Пойманная тьма медленно впитывается в его ладони, заползает под рукава, сливается с кожей. Влад поглощает ее, втягивает как сок через соломинку. Детский восторг не сходит с веснушчатого лица, невинный и искренний как смех младенца.
— Их сила теперь моя. Теперь я могу намного больше!
Где-то далеко, там, где деревья уцелели, я замечаю человеческие фигуры. Десять, пятнадцать или двадцать. Деталей не разобрать, только поникшие головы и оборванная одежда. В каждом неуверенном шаге, в каждом случайном движении чувствуется столько скорби, что хочется задрать голову к небу и выть. Юля тоже там, с ними, такая же, как они — потерянная, ничего не понимающая. Искры-бабочки гаснут и загораются, гаснут и загораются, снова и снова.
— Она больше не придет к вам, — обещает Влад, на секунду обернувшись. — Я тоже не буду беспокоить, честно. Предназначение сделало что надо. Вы теперь свободная!
Поднимаюсь на неверные ноги.

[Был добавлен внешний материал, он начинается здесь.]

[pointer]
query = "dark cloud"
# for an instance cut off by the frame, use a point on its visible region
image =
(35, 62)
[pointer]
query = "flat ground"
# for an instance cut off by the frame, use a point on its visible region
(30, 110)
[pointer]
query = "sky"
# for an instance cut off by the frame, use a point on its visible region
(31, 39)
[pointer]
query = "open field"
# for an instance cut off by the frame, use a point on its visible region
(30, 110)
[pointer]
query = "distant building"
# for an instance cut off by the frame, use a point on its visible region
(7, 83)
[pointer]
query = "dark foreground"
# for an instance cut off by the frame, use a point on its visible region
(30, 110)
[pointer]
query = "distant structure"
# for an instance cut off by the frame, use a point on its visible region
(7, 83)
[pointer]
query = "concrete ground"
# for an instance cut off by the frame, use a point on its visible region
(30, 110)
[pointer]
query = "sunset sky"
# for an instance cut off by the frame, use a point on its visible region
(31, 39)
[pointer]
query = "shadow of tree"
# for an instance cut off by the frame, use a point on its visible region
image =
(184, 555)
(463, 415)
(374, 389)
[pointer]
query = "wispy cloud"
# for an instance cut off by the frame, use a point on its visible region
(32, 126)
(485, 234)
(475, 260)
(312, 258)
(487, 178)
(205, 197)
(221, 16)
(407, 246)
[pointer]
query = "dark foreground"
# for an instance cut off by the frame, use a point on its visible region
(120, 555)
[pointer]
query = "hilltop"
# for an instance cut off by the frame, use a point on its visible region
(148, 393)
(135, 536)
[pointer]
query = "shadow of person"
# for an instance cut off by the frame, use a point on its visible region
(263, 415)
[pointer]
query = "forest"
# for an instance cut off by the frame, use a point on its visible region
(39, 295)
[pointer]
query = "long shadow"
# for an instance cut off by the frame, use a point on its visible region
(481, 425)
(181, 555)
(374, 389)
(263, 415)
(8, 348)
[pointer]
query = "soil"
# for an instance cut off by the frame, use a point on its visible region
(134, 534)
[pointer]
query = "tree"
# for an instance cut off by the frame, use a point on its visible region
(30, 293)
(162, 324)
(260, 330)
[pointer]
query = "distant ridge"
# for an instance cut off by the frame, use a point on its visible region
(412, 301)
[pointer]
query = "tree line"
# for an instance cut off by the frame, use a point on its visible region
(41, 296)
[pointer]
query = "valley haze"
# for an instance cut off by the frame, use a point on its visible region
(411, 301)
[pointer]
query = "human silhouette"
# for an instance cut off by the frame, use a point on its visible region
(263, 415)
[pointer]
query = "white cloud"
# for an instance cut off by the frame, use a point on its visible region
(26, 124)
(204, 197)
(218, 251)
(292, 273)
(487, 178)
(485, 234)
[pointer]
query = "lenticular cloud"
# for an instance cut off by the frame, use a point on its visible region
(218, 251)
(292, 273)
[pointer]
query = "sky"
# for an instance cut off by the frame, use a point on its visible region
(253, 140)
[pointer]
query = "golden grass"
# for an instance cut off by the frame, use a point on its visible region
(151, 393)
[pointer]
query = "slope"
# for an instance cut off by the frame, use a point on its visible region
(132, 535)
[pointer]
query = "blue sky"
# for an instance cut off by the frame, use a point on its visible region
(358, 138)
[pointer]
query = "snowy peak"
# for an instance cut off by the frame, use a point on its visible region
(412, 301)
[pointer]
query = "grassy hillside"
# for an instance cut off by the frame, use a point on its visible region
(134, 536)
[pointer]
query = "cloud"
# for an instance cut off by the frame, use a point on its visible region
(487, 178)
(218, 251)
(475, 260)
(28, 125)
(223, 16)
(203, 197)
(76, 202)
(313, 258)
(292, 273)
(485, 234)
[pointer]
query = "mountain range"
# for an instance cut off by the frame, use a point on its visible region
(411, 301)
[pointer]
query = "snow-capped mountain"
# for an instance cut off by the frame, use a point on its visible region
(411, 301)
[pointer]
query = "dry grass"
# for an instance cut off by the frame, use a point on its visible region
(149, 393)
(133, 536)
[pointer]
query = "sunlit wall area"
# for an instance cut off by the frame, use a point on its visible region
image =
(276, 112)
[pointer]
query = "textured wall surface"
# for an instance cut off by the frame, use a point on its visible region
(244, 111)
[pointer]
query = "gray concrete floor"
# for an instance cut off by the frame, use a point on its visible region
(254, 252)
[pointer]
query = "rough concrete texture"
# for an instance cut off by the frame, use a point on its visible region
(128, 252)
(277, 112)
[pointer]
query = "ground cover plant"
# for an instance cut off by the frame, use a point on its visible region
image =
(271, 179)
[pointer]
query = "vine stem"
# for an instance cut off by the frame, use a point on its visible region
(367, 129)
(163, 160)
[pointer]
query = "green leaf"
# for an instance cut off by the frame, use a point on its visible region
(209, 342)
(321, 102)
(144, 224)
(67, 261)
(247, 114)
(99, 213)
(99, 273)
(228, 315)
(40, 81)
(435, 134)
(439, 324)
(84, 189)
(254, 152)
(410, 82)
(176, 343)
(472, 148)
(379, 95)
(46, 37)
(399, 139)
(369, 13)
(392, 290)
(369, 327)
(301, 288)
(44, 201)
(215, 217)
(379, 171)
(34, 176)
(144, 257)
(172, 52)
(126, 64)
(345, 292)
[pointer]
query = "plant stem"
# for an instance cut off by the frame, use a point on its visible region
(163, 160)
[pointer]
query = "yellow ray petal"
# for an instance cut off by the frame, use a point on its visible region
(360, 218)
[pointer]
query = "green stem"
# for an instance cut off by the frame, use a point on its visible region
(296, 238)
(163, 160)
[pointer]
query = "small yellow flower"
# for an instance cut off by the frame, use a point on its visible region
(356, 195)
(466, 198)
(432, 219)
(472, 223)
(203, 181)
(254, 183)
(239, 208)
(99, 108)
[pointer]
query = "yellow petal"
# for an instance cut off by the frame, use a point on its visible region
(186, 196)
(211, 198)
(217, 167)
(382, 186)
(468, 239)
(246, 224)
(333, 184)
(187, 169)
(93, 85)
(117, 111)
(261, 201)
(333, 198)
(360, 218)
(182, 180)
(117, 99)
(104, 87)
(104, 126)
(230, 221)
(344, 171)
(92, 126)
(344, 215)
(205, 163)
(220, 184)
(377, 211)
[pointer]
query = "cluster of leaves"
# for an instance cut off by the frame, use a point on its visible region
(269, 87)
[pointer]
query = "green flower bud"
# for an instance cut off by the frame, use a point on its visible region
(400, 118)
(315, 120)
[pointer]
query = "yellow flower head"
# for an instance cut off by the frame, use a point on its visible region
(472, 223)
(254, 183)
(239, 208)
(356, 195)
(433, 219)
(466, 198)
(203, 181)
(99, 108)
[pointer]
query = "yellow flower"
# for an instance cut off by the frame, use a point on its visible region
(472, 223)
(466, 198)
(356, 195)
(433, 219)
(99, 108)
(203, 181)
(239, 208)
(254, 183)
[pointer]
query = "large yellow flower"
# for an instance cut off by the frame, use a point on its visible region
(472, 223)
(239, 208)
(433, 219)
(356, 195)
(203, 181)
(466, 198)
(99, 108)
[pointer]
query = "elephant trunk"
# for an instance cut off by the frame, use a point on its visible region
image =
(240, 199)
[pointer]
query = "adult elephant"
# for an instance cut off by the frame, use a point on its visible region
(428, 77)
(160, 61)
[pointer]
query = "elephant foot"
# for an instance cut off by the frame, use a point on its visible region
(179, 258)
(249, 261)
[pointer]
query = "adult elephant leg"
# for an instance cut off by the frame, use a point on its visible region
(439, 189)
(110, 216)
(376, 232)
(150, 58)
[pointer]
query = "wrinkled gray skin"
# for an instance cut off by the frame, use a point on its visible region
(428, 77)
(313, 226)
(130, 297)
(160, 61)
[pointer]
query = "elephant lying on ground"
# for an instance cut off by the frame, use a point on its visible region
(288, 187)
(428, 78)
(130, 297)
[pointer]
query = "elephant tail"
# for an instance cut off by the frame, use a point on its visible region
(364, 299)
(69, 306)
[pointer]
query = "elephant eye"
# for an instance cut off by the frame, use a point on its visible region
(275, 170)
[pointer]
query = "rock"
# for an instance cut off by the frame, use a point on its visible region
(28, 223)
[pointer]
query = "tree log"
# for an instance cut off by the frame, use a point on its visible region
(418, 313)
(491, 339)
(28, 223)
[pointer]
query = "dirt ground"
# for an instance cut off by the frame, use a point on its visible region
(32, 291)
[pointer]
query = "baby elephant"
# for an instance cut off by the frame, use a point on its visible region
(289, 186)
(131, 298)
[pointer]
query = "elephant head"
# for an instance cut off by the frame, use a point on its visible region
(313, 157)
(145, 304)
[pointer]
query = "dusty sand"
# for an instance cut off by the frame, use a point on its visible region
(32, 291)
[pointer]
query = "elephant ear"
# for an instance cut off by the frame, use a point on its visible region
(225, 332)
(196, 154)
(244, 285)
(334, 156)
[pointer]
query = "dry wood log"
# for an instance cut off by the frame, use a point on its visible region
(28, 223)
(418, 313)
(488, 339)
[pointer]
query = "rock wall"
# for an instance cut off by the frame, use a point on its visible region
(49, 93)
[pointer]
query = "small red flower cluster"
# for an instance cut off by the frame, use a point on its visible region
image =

Все внутри перемешалось, все чувства переплелись между собой разноцветными нитками так плотно, что я вообще перестала понимать, чувствую ли хоть что-нибудь.
— Спасибо, — говорит Влад, когда разворачиваюсь, чтобы уходить. — Я никогда не желал вам ничего плохого, я бы не причинил вам зла. Вы должны это знать.
Угли хрустят под подошвами. Холодный воздух наполняет легкие при каждом вдохе, оставляет ощущение пустоты при каждом выдохе. Не хочется думать, какой ценой досталась свобода, это больше не имеет значения.
Потому что сколько бы мрака мне ни было предназначено, теперь он весь пройден и исчерпан.